Mathematical Consistency Audit

Mathematics Audit by Skepthical

This section audits symbolic/analytic mathematical consistency (algebra, derivations, dimensional/unit checks, definition consistency).

Maths relevance: light

The paper contains limited formal mathematics; the main analytic content is an OLS regression model relating epigenetic age to total brain volume with categorical covariates, and a procedural definition of TBV from voxel counts and voxel dimensions. The primary consistency issues are around notation/model specification alignment and clarity about which variables are standardized, plus an implicit assumption in the TBV voxel-count definition.

Checked items

  1. TBV units from voxel volume $\times$ voxel count (Sec. 2.2.3, p.3)
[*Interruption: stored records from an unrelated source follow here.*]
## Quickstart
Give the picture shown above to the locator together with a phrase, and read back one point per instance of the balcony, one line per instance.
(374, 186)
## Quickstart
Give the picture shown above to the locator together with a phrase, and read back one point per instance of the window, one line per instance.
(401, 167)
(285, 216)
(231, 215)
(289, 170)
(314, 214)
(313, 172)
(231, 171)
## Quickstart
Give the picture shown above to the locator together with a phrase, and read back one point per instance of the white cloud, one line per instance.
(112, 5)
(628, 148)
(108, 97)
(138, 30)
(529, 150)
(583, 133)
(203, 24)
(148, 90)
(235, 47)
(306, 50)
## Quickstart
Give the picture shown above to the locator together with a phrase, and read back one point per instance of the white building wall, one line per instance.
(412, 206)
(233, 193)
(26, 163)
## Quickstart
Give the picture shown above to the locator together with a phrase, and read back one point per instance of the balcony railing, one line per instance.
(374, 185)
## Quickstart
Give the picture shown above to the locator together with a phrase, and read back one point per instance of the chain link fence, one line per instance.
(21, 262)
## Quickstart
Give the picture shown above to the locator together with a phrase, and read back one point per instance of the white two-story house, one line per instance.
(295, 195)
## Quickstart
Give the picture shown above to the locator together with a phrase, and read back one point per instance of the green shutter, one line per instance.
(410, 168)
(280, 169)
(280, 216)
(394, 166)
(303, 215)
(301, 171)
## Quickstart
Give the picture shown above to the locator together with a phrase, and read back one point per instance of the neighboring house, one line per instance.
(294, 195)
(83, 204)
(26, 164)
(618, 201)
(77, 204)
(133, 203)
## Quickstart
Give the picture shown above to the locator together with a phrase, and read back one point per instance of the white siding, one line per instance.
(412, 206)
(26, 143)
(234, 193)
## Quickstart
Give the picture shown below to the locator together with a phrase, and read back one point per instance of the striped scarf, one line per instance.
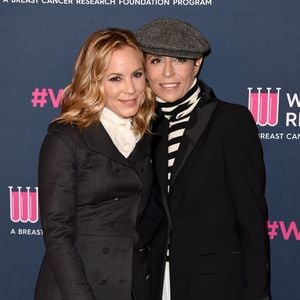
(178, 114)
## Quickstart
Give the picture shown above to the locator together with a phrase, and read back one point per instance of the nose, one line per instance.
(168, 69)
(130, 87)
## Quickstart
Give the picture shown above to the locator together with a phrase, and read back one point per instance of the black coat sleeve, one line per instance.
(58, 206)
(246, 181)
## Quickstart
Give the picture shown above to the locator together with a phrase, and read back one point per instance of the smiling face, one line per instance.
(124, 82)
(170, 78)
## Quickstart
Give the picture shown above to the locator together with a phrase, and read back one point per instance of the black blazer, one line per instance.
(216, 212)
(91, 201)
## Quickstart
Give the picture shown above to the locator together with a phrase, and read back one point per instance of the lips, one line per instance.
(129, 102)
(169, 85)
    • Claim: Total brain volume (TBV) is computed as the number of non-zero voxels in an averaged 3D B0 image multiplied by voxel volume derived from header zooms, yielding TBV in mm$^3$.
    • Checks: units/dimensions, definition consistency
    • Verdict: PASS; confidence: high; impact: moderate
    • Assumptions/inputs: Header zooms provide voxel side lengths in mm for the three spatial axes., Non-brain voxels are exactly zero after skull stripping; brain voxels are non-zero., Counting is applied to the 3D averaged B0 image.
    • Notes: Dimensionally consistent: (count)$\times$(mm$\times$mm$\times$mm)=mm$^3$. The arithmetic definition is coherent given the stated assumptions.
  2. Averaging B0 volumes preserves zero background (Sec. 2.2.3, Step 2–4, p.3)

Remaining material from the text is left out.